Por José Matias-Pereira (*) | 04/01/2013 13:52

É essencial que numa economia de mercado que o governo possa contar com dois importantes instrumentos - que interagem e se complementam -, para garantir o crescimento econômico: a legislação antitruste e a política de regulação econômica. Nesse sentido, a Constituição Federal de 1988, além de preconizar o princípio da livre iniciativa, traça diretrizes para a regulação de setores estratégicos passíveis de delegação. Assim, conforme definido no seu art. 174, compete ao Estado “como agente normativo e regulador da atividade econômica ”exercer“ na forma da lei, as funções de fiscalização, incentivo e planejamento”.
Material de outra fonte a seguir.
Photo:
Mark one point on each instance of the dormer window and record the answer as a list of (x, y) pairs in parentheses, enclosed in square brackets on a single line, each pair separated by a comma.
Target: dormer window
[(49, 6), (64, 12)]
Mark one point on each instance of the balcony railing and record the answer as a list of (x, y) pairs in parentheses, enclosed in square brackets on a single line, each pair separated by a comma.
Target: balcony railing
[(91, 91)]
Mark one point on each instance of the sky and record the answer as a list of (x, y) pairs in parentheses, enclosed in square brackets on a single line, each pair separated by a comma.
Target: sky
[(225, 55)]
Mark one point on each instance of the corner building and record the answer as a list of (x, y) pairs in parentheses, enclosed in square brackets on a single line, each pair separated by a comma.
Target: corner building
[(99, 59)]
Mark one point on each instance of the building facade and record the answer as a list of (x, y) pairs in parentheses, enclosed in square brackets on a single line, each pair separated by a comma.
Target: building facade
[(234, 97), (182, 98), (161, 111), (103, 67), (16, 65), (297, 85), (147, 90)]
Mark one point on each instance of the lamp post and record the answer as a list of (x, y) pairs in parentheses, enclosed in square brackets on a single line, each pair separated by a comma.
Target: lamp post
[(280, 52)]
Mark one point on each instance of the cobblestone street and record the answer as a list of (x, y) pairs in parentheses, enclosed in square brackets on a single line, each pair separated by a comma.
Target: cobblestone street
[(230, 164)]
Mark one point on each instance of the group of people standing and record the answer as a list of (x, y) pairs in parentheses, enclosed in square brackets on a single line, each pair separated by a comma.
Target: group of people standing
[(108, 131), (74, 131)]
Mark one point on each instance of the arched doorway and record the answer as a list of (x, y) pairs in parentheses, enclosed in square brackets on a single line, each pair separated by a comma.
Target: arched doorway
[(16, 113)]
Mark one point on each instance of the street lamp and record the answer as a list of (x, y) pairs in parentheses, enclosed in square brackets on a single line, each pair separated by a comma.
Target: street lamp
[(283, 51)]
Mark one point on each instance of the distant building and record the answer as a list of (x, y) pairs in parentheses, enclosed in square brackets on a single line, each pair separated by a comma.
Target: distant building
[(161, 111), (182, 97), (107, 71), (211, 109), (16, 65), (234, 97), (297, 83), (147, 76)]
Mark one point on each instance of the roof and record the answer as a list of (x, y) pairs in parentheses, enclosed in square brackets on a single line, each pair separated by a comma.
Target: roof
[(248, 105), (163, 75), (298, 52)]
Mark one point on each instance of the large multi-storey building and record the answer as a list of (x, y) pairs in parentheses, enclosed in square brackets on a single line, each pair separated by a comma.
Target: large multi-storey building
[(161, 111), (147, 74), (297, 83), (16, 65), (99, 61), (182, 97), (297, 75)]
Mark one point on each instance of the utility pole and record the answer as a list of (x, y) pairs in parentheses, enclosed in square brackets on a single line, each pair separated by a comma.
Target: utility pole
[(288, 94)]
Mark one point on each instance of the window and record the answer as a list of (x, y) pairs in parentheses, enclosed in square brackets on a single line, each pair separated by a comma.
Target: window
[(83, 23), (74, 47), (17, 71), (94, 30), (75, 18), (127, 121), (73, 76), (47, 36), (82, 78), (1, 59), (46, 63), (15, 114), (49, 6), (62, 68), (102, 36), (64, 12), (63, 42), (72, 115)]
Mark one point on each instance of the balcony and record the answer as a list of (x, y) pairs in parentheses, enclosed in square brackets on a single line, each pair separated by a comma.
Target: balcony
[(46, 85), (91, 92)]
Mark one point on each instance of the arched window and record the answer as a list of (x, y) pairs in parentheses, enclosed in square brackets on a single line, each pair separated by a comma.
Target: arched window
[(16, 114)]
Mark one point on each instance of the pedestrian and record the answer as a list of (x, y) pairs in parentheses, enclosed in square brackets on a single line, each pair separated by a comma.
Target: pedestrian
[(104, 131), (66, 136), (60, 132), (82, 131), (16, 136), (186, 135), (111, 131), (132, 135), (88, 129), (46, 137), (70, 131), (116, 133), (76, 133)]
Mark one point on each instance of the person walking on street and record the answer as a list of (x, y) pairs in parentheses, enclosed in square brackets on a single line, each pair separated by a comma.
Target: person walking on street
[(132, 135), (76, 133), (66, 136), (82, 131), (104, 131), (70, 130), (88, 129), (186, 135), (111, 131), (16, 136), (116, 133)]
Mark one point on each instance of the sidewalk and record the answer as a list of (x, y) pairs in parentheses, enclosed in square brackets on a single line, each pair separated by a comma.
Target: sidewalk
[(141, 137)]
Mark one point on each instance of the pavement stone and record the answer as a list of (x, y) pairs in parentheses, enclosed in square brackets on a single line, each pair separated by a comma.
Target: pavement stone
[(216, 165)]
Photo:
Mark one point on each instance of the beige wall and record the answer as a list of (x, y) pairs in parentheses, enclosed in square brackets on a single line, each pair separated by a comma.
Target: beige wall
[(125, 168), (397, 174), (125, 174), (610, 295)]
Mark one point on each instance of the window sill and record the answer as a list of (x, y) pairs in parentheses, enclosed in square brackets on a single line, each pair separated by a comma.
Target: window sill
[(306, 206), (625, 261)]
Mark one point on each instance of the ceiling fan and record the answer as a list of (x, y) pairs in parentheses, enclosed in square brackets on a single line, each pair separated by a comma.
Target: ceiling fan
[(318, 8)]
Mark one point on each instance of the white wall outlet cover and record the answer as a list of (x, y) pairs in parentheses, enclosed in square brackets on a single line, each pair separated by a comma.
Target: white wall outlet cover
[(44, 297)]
A função reguladora definida pela Constituição pode ser entendida como uma prerrogativa do Estado destinada a suprir as chamadas “falhas do mercado”. A regulação econômica visa facilitar, limitar ou intensificar os mercados pela correção das imperfeições de entrada e lidar com preço, confiabilidade do serviço, entrada e saída do mercado, e investimentos na infraestrutura. É relevante destacar que a atividade regulatória estatal não compete exclusivamente às agências reguladoras.
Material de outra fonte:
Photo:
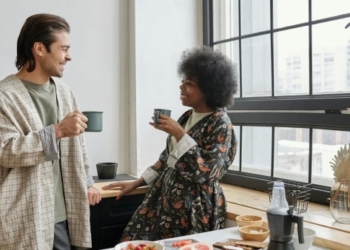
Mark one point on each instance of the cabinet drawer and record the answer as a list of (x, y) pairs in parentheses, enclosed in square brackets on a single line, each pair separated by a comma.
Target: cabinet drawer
[(114, 212), (110, 236)]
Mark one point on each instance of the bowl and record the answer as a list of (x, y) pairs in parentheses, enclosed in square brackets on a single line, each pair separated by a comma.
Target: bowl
[(124, 245), (309, 237), (254, 233), (249, 220)]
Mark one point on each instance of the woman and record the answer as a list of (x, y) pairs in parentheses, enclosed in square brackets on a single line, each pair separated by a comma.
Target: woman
[(185, 196)]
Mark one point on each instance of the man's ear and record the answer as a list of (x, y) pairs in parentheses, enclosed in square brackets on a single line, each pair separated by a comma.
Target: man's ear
[(38, 49)]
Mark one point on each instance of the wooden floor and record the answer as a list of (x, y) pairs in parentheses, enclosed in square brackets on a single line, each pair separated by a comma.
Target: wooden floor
[(330, 234)]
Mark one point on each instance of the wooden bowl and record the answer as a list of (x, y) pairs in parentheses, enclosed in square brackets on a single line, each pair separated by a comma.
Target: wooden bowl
[(249, 220), (254, 233)]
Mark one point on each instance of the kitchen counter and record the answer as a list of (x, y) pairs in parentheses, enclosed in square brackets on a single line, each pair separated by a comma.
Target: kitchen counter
[(240, 201), (215, 236)]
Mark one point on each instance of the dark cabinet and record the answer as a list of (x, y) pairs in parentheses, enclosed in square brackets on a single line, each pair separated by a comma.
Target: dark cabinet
[(109, 219)]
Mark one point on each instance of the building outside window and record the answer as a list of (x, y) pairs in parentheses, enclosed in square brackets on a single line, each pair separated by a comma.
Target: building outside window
[(290, 112)]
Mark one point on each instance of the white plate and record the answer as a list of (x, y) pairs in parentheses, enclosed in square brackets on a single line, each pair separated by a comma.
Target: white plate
[(124, 245)]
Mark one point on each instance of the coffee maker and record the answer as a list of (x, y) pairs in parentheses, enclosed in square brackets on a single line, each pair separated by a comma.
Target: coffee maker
[(281, 223)]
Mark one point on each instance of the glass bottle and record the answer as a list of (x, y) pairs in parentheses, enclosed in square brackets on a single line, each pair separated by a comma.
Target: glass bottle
[(340, 201), (278, 196)]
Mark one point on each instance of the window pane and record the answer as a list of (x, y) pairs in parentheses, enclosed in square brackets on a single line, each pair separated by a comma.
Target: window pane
[(326, 143), (291, 63), (235, 164), (284, 12), (326, 8), (256, 150), (291, 154), (225, 19), (255, 16), (256, 66), (331, 57), (231, 50)]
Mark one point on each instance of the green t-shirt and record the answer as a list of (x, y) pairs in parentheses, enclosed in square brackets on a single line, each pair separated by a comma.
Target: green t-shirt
[(44, 98)]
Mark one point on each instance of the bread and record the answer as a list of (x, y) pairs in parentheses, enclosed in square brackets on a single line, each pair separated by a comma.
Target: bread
[(246, 245)]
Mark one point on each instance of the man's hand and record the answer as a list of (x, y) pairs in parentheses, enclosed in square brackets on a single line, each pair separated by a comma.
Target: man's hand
[(94, 196), (125, 186), (72, 125)]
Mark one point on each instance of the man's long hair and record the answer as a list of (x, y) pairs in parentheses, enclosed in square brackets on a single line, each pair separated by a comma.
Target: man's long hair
[(37, 28)]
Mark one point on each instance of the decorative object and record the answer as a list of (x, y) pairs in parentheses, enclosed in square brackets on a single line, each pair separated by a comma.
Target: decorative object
[(340, 199), (297, 194)]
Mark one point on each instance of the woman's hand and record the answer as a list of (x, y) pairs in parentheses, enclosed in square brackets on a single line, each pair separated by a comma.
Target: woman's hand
[(169, 126)]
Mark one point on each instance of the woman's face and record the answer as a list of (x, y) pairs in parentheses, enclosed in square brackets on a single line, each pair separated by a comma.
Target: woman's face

Por sua vez, as agências reguladoras foram criadas para fiscalizar a prestação de serviços públicos praticados pela iniciativa privada. Além de controlar a qualidade na prestação do serviço, estabelecem regras para o setor. O Brasil possui na atualidade dez agências reguladoras, que somam 54 cargos de direção, sendo todos são escolhidos e nomeados pelo presidente da República, após aprovação do Senado Federal.

Feitas essas considerações, torna-se possível fazer duas perguntas: As agências reguladoras estão cumprindo de forma adequada as suas funções? As escolhas políticas dos dirigentes dessas agências estão fragilizando os seus funcionamentos?

Trata-se de perguntas inquietantes, pois a percepção de uma parcela significativa da população, conforme revelam as pesquisas de opinião pública, entende que as agências não estão atuando de maneira adequada. Essa visão decorre, em geral, da incapacidade das agências de resolver de forma satisfatória para a sociedade os conflitos que estão no âmbito de suas respectivas atuações, com destaque para as áreas de energia elétrica, aviação civil, petróleo e água.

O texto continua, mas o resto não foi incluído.